Father Juan shook his head. "Not many. Horowitz slipped away, and there has been no sign of the Sumner woman, but other than that..."

Victor grimaced. "All right. We’ll lay low until things cool down. Then we..."

"Have you heard about the madman?" Juan asked suddenly. Victor looked incredulous.

"No. What does that..."

Juan ignored his brother. "He calls himself Elijah and claims to have seen the end of the world. He preaches about it in that burnt-out church on the north end of town, with his followers playing the part of the Seven Deadly Sins. He’s gaining followers, big brother. People are scared, and they’re turning to him for answers."

"And I say again, what does that have to do with us?"

"It means I have more to worry about than the two of you. I’ll keep you hidden, Victor, but I can’t do any more than that. Elijah has begun a battle for the soul of Gomorra. I owe it to God and His faithful to keep him from winning..."


The grave was fresh, the newest addition to Elephant Hill’s populace. Sheriff Hunter stood before it a long time, flowers in hand, trying to come to grips with its irrefutable truth.

"I’ll get them," he muttered at the tombstone. "I promise you, I’ll get them all."

His sojourn was broken by the sudden appearance of an Indian brave some ten feet from him. He had not noticed the man until he was practically alongside the grave.

"Your name’s Eagle Rock," he noted without looking up. "I’m busy, Indian. Come to my office if you want to talk to me."
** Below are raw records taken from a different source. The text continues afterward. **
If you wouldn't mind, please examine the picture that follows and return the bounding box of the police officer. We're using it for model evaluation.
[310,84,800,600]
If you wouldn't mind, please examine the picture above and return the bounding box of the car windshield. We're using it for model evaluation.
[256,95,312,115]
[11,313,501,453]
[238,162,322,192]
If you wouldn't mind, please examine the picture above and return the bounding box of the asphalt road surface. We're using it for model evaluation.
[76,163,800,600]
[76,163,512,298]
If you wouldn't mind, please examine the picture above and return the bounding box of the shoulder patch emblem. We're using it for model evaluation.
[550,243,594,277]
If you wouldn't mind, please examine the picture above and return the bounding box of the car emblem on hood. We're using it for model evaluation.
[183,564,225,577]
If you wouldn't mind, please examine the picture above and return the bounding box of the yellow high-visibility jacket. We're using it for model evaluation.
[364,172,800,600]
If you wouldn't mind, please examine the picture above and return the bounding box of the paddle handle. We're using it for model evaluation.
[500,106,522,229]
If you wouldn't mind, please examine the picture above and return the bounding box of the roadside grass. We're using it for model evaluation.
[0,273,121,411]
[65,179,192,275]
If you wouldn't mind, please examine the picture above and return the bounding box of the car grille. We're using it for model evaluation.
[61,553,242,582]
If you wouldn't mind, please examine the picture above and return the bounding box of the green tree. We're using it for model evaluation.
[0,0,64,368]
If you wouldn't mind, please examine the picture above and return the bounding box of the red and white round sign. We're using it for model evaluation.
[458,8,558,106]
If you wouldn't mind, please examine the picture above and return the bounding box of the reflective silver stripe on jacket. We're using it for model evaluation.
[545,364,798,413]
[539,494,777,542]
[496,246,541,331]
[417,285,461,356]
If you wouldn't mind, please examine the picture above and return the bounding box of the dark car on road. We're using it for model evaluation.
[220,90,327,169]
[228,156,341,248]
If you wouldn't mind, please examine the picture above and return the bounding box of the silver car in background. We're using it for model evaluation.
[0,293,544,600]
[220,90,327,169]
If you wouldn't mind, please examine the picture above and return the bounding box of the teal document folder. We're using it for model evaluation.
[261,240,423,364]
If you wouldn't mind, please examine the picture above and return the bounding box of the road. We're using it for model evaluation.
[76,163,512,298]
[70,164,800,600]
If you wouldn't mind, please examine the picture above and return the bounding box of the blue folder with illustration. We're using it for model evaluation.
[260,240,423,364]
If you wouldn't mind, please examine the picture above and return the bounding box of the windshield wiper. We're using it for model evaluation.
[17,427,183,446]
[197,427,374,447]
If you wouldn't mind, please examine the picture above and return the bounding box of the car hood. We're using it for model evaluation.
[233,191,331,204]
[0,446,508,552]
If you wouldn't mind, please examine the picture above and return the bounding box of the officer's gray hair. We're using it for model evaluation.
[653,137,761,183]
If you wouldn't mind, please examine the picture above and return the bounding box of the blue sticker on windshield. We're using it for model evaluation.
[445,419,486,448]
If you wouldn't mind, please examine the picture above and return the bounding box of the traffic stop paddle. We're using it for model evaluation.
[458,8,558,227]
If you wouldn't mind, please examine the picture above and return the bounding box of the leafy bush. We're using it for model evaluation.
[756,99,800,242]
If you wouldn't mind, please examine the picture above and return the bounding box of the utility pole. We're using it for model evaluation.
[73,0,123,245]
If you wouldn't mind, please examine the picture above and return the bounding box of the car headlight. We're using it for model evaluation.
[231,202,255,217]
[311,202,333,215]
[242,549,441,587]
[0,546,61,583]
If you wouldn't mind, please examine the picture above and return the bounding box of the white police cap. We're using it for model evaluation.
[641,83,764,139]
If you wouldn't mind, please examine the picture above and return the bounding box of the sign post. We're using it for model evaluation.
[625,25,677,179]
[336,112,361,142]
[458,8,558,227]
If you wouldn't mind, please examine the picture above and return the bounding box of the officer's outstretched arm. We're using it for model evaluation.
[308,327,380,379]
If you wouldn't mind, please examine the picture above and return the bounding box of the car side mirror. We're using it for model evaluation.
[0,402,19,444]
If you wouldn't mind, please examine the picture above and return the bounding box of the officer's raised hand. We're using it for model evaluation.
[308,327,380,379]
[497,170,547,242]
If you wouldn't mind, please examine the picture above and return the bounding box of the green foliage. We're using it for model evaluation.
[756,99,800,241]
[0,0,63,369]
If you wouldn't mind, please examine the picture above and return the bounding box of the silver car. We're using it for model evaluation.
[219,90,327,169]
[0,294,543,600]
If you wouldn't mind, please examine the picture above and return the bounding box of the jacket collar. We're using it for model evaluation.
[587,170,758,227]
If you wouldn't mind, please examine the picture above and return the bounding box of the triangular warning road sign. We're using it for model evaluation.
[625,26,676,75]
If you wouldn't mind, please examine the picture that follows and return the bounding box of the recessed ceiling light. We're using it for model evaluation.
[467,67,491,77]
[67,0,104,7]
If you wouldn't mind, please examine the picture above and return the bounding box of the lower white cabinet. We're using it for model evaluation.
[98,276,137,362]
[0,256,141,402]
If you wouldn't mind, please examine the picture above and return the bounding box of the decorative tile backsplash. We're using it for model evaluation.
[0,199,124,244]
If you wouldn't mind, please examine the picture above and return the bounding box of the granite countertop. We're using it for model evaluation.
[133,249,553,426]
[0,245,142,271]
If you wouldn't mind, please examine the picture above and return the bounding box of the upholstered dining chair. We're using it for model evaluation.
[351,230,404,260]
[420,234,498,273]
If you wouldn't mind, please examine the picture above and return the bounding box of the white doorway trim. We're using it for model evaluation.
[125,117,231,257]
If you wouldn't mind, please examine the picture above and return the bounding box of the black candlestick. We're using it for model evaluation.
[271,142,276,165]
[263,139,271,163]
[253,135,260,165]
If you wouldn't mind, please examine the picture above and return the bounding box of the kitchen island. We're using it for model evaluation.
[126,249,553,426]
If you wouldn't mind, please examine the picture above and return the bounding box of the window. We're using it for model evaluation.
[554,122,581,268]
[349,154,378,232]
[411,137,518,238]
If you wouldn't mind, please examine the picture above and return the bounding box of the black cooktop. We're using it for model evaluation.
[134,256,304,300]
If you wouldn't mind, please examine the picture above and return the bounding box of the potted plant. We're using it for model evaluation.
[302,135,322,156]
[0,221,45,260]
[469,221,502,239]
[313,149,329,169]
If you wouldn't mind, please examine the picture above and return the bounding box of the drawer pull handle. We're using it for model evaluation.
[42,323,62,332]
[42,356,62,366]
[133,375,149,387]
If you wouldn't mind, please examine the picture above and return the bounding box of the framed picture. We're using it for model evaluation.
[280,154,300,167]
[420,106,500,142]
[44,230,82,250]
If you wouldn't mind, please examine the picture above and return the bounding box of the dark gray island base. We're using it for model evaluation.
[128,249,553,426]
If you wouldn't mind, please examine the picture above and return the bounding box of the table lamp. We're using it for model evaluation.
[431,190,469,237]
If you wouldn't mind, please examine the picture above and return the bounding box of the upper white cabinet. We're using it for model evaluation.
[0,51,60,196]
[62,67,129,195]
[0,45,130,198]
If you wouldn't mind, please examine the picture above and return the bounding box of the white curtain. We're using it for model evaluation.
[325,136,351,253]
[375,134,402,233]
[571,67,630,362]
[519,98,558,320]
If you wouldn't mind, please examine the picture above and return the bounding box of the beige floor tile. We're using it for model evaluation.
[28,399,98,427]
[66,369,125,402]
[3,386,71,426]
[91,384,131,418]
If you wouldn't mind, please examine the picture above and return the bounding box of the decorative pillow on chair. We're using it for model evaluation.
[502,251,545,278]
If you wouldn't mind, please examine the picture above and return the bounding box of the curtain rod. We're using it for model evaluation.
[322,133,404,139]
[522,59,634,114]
"You mourn your dead, law man, as anyone should. But do not let grief prevent you from taking action."

"Action," he laughed harshly. "That’s something you know all about, isn’t it? You’ve sat there in your little fort since you got here, refusing to lift a finger while this town tears itself apart!"

The stern Pawnee looked at him. "Joseph is a wise man, but he is...cautious...at times. There are those of us who feel that the time for standing aside is over."

"Nevertheless" - he fixed the sheriff with a steely gaze - "it is not our duty to heal this town’s wounds. That is for you and those who follow you."

"No matter how much it might cost us?" Hunter couldn’t keep the bitterness from his voice.

"The price is high, law man, but you must be willing to pay it. Believe me." Eagle Rock touched the tomahawk at his belt. "When the time is right, we’ll all have to ante up."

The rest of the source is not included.